Structural, functional and sensorial properties of protein isolate produced from salmon, cod and herring by-product
Journal article, 2018
Nutritional, structural, functional and sensorial properties of protein isolate developed from salmon (Salmo salar), cod (Gadus morhua) and herring (Clupea harengus) by-product using the pH-shift method was studied. Function of the proteins in an emulsion system in terms of viscoelastic properties was also evaluated. Regardless of origin, the proteins showed satisfying nutritional value as reflected in their high essential amino acid content. The proteins contained significantly (p<0.05) higher proportion of active sulfhydryl groups and surface hydrophobicity compared to whey and egg white protein reflecting conformational changes caused by the pH-shift process.
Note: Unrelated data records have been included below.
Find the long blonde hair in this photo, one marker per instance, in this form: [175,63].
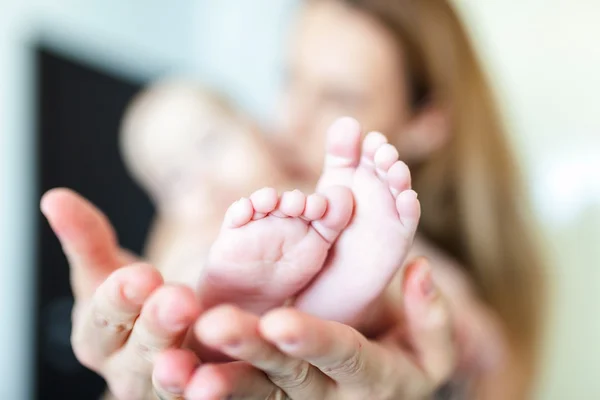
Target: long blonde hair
[470,191]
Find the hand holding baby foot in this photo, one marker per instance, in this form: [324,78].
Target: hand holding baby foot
[124,314]
[271,247]
[301,357]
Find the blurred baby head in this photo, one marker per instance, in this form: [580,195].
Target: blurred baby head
[191,151]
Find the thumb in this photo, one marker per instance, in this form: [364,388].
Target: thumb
[86,236]
[428,323]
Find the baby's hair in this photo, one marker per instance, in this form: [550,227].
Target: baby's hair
[164,96]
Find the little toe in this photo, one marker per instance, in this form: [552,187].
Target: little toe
[340,204]
[239,213]
[343,143]
[292,203]
[373,141]
[384,158]
[398,177]
[316,206]
[409,210]
[264,201]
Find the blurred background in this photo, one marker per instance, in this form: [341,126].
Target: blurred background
[68,68]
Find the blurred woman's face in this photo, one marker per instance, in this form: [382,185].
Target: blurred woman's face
[340,62]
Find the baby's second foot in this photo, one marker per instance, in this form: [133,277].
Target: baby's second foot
[271,247]
[373,247]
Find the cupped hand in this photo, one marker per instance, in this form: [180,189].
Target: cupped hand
[124,314]
[289,353]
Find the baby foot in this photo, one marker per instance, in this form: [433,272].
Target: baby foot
[271,247]
[373,247]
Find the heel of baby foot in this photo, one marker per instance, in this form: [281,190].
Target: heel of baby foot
[409,210]
[342,153]
[239,213]
[340,205]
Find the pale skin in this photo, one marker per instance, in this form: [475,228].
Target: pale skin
[270,248]
[366,63]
Solubility, emulsion and foaming capacity of the proteins showed a trend similar to soy protein and dependent on their origin. Cod protein had better emulsion and foaming capacity which was in line with its high surface hydrophobicity and myosin heavy chain content. Emulsions developed from cod and salmon proteins showed substantially better viscoelastic properties, with higher stability and viscosity compared to herring protein emulsions. Cod protein resulted low levels in sensorial attributes related to oxidation while herring protein showed high levels of fishy and rancid flavour and odour. Altogether, results showed that the proteins from fish filleting by-product have potential to be used as food ingredients, but their application would be governed by their origin and sensorial properties.